中国人も「食べたくない」驚愕の成長ホルモン漬け“速成鶏”

 2013年1月、中国では鶏肉の安全を揺るがす事件が相次いで発覚した。抗生物質や成長ホルモン剤を過剰に投与した鶏肉が、上海にあるケンタッキーフライドチキン(KFC)店舗で使用されていたことが分かり、大騒ぎになった。


 さらには、河南大用グループという、家禽の飼育から販売まで行っている中国の大企業が、病死した鶏肉を中国国内のマクドナルドやKFCなどに卸していたのだ。日本マクドナルドも、製品の一部に河南大用の鶏肉を使っていたことを認めた。


中国人も「食べたくない」驚愕の成長ホルモン漬け“速成鶏”

■日本にも数多くの農産物が入ってきている

 中国の養鶏産業の実態はどうなっているのか。成長ホルモン剤は現場でどのように使用されているのだろうか。
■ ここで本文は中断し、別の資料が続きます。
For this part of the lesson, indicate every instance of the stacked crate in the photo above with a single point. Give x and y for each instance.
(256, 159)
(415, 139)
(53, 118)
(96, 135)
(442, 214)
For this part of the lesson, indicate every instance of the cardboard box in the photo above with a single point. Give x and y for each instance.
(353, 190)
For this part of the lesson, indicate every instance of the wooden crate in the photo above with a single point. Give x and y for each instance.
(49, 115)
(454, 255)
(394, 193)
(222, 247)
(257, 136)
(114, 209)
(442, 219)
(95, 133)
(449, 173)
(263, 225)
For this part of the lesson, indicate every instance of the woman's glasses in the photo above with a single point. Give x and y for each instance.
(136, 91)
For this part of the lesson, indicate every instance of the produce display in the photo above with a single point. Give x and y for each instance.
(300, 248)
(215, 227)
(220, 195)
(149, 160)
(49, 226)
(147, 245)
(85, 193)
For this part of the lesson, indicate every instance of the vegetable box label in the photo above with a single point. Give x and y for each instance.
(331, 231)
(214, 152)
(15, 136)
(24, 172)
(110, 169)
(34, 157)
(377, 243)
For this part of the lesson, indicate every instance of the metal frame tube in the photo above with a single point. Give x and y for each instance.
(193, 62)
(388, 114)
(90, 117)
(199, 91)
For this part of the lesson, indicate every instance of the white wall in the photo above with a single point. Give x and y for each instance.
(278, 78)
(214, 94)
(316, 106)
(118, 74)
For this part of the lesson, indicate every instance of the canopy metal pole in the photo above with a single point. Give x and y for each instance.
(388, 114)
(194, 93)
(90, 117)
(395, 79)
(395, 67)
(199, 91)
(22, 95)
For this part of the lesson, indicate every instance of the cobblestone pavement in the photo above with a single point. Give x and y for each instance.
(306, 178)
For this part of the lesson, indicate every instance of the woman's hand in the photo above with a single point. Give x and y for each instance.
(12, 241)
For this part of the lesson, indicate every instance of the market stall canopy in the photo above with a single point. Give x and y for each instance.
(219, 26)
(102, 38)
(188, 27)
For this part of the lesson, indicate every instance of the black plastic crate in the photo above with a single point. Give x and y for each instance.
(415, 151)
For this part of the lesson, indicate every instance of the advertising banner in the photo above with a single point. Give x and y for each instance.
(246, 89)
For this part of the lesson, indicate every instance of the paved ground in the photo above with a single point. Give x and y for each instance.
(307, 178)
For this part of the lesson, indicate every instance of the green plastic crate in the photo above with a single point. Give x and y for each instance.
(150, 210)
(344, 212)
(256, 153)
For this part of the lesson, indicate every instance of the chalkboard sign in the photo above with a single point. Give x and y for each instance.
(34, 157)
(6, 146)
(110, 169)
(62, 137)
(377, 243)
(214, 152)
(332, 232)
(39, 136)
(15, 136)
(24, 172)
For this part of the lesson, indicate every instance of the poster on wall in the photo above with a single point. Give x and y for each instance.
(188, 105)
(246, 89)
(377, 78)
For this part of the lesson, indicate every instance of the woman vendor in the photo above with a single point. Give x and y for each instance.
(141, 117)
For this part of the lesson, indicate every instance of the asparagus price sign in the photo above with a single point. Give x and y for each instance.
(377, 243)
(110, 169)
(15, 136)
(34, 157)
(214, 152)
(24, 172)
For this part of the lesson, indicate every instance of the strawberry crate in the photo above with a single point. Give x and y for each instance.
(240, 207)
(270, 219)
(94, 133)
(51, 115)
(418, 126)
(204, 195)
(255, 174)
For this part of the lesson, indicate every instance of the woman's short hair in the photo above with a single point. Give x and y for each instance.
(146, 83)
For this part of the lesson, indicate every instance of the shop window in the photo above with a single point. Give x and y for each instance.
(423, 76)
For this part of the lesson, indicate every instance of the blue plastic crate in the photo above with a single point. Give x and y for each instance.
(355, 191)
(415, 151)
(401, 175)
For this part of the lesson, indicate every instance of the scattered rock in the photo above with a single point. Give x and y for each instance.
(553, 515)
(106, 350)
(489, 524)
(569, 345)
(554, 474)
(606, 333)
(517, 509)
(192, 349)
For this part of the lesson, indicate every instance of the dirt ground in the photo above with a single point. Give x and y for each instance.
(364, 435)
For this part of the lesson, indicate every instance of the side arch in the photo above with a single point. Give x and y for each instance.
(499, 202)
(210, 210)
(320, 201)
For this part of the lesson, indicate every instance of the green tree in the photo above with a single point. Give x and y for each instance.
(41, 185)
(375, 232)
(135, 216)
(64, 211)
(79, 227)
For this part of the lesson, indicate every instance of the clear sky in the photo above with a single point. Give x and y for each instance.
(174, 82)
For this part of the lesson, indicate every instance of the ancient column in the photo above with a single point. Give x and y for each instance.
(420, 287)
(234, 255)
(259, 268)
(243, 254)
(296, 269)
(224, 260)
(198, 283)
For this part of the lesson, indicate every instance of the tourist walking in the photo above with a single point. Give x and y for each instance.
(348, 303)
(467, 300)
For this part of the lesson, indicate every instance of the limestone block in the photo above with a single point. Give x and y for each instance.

 北京から約1時間のフライトで、飛行機は山東省の省都・済南市の空港に降り立った。一帯は養鶏の盛んな農業エリアで、空港付近にも小規模な養鶏場が散在していた。山東省は中国最大の農産物生産拠点であるだけではなく、中国の農産物輸出に占める割合が著しく高い。もちろん日本にも数多くの山東省の農産物が入ってきている。


 記者を案内してくれたタクシー運転手は、かつて養鶏事業をやろうと試みていたという。養鶏を営む親戚もおり、業界の事情に通じている。


「結局、あまり儲かりそうにないからやめたんだけどね。


 どこも、(食肉を流通させる)親会社から飼料を受け取って育てる。成長促進剤は、自分の判断で投与しているはずだ。だいたい40日で2~3キロに成長して、出荷可能になる。出荷先は、北京や上海などの都会。生きたまま出荷するんだ。